Sou pelo voto aberto, agora oficializado pela Câmara Municipal de São Paulo.
Representantes da população, os políticos têm o dever de prestar contas de sua
atuação. Por que votações secretas? Para trair o eleitorado e a fidelidade
partidária, favorecer lobbies e assegurar mais gordura no caixa 2?
Nenhum político deveria envergonhar-se de seu voto, assim como o eleitor não
teve vergonha de votar nele. O voto aberto deixa claro quem é quem na política,
fazendo jus ao "diga-me o que votas e eu te direi quem és".

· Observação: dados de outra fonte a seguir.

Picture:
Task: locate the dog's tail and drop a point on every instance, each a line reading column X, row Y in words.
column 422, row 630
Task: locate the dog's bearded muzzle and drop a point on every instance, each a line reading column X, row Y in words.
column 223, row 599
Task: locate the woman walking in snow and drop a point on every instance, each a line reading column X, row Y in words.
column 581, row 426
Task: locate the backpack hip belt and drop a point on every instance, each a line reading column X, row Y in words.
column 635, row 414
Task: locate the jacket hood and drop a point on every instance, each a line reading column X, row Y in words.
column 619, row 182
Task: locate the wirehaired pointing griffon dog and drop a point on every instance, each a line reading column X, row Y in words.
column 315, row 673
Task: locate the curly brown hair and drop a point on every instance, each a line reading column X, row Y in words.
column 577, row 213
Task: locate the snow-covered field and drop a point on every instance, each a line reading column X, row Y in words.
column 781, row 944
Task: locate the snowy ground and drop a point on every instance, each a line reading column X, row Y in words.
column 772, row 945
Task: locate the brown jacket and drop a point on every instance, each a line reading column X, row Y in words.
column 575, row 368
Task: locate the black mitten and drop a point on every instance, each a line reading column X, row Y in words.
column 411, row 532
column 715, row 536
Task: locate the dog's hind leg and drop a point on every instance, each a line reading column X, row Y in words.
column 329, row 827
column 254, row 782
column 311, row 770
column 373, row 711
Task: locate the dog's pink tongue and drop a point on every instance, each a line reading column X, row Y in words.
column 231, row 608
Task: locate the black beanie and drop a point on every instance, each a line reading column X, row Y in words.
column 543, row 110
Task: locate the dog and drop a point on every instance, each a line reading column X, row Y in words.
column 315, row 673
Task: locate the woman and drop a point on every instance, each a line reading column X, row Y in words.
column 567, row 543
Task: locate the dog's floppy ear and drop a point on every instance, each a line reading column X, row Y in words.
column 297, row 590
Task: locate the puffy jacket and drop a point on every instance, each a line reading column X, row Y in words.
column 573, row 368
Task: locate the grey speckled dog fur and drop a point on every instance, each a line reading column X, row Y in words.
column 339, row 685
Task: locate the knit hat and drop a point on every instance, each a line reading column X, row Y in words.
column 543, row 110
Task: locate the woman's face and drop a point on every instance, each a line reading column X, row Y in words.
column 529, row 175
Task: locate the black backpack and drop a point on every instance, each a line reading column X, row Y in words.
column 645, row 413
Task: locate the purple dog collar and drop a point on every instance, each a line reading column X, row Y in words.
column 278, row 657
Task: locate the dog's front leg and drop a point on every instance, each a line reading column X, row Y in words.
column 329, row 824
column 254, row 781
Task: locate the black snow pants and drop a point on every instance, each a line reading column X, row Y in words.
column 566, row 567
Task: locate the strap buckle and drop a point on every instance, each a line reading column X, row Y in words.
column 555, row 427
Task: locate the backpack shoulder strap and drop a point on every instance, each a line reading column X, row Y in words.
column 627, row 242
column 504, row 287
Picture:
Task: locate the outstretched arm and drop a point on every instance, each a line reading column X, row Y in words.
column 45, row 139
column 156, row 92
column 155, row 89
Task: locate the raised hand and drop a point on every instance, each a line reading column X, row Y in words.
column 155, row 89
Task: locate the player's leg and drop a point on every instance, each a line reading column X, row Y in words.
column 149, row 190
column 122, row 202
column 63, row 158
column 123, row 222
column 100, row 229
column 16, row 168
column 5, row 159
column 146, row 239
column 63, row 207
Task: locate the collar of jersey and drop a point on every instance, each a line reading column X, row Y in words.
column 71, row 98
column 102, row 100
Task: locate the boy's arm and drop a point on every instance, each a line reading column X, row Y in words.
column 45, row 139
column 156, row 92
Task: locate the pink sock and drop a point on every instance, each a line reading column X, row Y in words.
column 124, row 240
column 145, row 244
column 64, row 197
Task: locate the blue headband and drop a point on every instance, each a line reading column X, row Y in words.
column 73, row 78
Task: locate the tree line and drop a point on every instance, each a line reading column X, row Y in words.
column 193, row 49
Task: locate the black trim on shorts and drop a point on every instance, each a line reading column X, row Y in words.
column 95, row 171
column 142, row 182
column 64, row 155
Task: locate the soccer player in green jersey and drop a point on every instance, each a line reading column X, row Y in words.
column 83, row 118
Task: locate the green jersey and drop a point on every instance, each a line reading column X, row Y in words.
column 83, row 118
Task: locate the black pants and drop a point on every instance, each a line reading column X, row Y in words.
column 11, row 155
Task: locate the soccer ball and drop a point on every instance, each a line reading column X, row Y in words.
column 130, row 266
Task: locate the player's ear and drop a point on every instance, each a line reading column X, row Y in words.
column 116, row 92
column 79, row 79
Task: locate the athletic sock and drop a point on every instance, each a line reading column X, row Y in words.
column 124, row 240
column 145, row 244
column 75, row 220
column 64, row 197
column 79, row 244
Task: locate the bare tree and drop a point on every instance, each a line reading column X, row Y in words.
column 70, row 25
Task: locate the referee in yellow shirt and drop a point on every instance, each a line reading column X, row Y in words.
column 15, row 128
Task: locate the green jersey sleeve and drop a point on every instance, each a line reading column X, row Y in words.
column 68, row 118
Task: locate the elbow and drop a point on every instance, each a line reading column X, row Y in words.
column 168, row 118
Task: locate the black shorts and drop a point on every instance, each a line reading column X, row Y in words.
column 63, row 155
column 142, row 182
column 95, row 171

Inconfidência é um traço de mau-caratismo. Daí minha resistência em aceitar,
para Tiradentes e seus companheiros, a pecha de "inconfidentes", de que não
souberam guardar confidências. Nessa linha, hoje a rebelião de Vila Rica seria
chamada de Deduragem Mineira.
Nossa inconfidência começa no ti-ti-ti sobre a vida alheia, no gostinho de
desvelar a intimidade da amiga, de mostrar que sabe algo apimentado sobre o
amigo, de consumir publicações que descaradamente invadem a privacidade de
figuras públicas. Esse voyeurismo compulsivo vulgariza-nos a palavra e torna-nos
vulneráveis a egredos.
Preparada a invasão da Normandia, na Segunda Guerra Mundial, a data só era
conhecida por comandantes e chefes de Estado aliados. Um assessor de confiança
tentou induzir De Gaulle a contar-lhe qual seria o Dia D. O general francês
perguntou-lhe: "Você é capaz de guardar segredos?" "Sim" - respondeu o homem,
ansioso pela confidência. "Eu também sou" - encerrou De Gaulle.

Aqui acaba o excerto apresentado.